Мадам Скапоне внимательно выслушала всю его историю, а потом рассказала про своего мужа и военные испытания. «Господи Боже», — прошептал Моктар. Качая головой, старушка сказала, что у них обоих много общего. Война раздавила их, как пару сухарей, разорвала, как шелковый отрез, и бросила, как раздавленных кроликов, на обочине дороги. «Да, — сказал Моктар, — как пару сухарей, как шелковый отрез, как кроликов на обочине. Так оно и есть».
Смесь разнообразных химикатов, которую колют мне врачи, больше растравляет воспоминания, чем пробуждает тело. Похоже, управляющие им механизмы окончательно вышли из строя. Зато во всей этой мешанине лекарств, глюкозосодержащих растворов, внутривенных инъекций и капельниц мой мозг черпает удивительную энергию, о которой я никогда раньше не подозревал. Теперь, после стольких дней вынужденной неподвижности, воспоминания о той безумной суматохе мартовской ночью 1978 года становятся все более и более отчетливыми. Сначала у меня перед глазами всплывал только силуэт Каролины, которая бежала передо мной в грязи среди обломков. Единственная подробность — рана на ее левом плече, длинная красная борозда на мокрой коже да еще лицо, обращенное ко мне, чтобы что-то крикнуть. Понемногу к этому стали добавляться новые воспоминания. Во-первых, холод, который больно щипал лицо и уши, так что несмотря на теплую военную куртку, я дрожал с головы до пят. Маленькая деревянная постройка у меня за спиной, каким-то чудом уцелевшая среди рвущихся снарядов. Еще дальше — траншеи на передовой, озаренные неизвестно откуда взявшейся осветительной ракетой. А прямо передо мной Каролина неловко карабкается на грязный холм, ее платье с красными и синими блестками совсем не вяжется со всем тем, что творится вокруг. Дальше я уже ничего не помню, и мне все никак не удается разобрать, что же она кричала мне тогда.
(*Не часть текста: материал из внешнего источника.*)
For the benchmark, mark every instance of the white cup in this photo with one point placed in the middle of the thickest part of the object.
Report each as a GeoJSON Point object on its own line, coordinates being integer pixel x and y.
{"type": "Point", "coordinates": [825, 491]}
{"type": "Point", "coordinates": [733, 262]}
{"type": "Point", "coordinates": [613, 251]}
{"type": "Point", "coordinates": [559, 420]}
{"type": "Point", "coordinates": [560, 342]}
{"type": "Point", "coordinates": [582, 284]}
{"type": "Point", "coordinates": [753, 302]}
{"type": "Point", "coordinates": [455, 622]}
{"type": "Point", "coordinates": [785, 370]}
Лежа на своей койке, я рассматриваю белый больничный потолок и все время пытаюсь понять, собирался ли я в ту мартовскую ночь 1978 года убить Каролину, или нет. Мои воспоминания, искусственно растравляемые лекарствами, приняли странную форму: и события, и люди внешне воспроизведены очень точно, но вот тогдашние мои мысли и намерения ускользают от меня полностью.
Когда я заставляю себя не думать о Каролине, на ее место приходит воспоминание о Пьере Робере по прозвищу Зеленый Горошек, всякий раз оставляя у меня в мозгу тошнотворный черный след, похожий на незаживающую рану. Причиной этого убийства стала навязчивая идея Моктара перевезти к себе из Словении семью. После долгих усилий ему наконец удалось разыскать сестру. Та скрывалась под чужим именем в какой-то македонской деревушке и кормилась у местного священника, который рисовал ее на фоне сельских пейзажей то в образе святой Терезы, то в образе девы Марии, а то и в образе Блаженного Иеронима. Не жалея средств, Моктар организовал переезд, выложив огромные деньги за фальшивые документы и разных сомнительных проводников. Помню, я вместе с ним пошел на вокзал и увидел, как он обнимает печальную толстушку с растерянным, как у привозной коровы, взглядом, которую он представил мне как люблянский алмаз.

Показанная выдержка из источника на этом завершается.